# LP la Europiccola (2018)- 'False pressure' bleed and other thoughts



## ChrisKnox (Mar 9, 2018)

Hi guys- i've searched through previous threads in detail on the LP false pressure bleed but can't find roughly how long I should bleed it for. One suggestion i've read is to bleed into a cup of water until the bubbles stop. I've just picked up an LP as a play around on top of my usual Fracino setup- it's second-hand but has been used 3-4 times if that- believe it was bought last year. For any LP owners out there, how long do you open up the steam valve for? Even read earlier for the later models you don't even need to bleed, so would be good to know.

My first couple of shots weren't great in terms of pressure, although i'll play around with grind size going forward while still using the relatively light tamp that people seem to say for the LP. I'm using a Eureka Grinder with fresh crafthouse beans, so don't have any concerns around having a decent enough grinder and beans.

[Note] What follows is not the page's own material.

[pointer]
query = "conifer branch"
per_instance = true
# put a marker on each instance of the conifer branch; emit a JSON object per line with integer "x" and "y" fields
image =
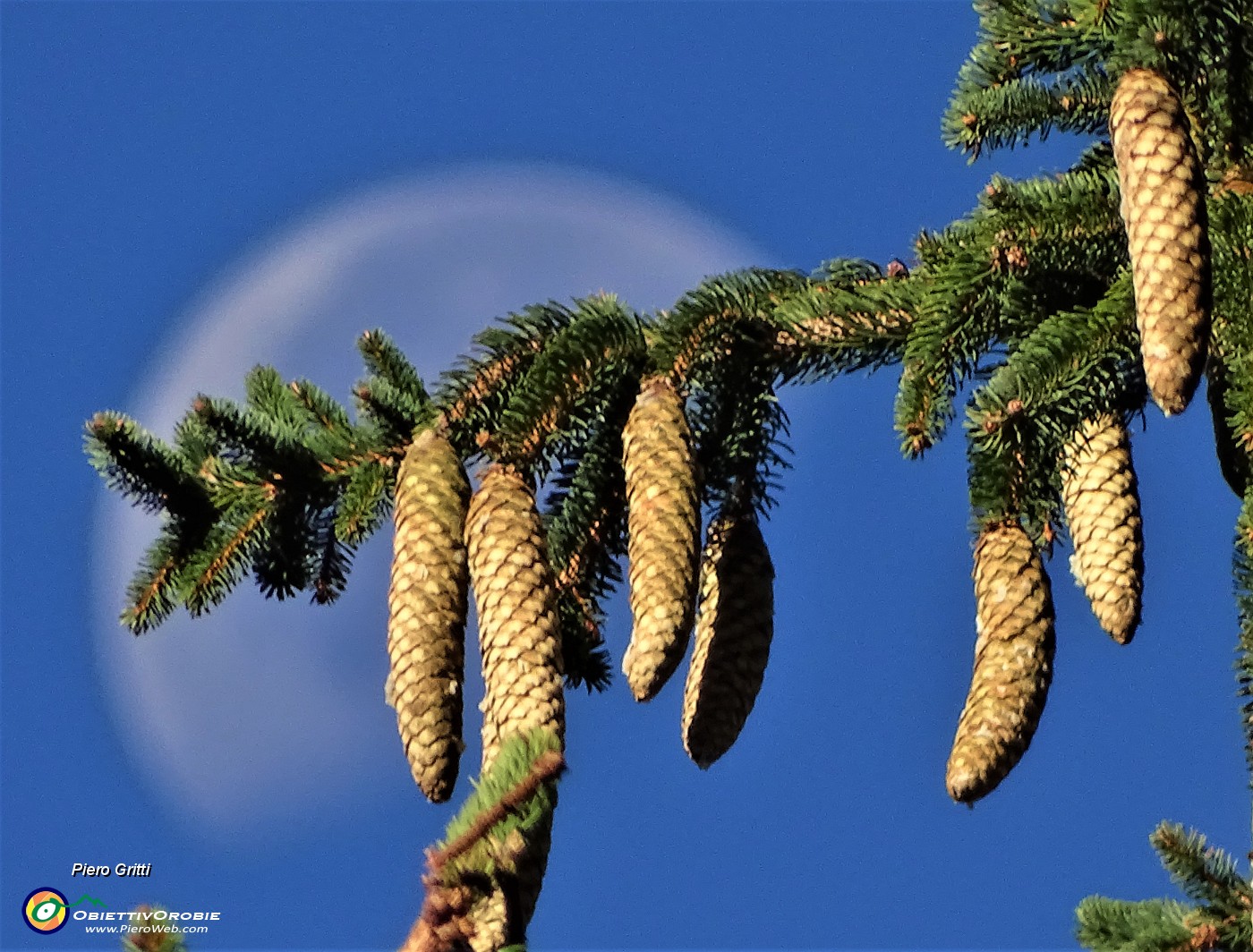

Think going forward, it would probably be worth picking up a single hole steam tip, bottomless PF and one of these pressure gauge adaptors and gauges.

Chris


----------



## MediumRoastSteam (Jul 7, 2015)

You don't need to bleed for later models, as it has a vacuum breaker / over pressure valve.

However, I do release some steam for 10 seconds on mine. It seems to aid in warming up the group, but I don't know if that's just me in la la land. It's usually ready to pull a shot in 10 minutes.


----------



## ChrisKnox (Mar 9, 2018)

Thanks for confirming ! One less thing to worry about haha.

Chris


----------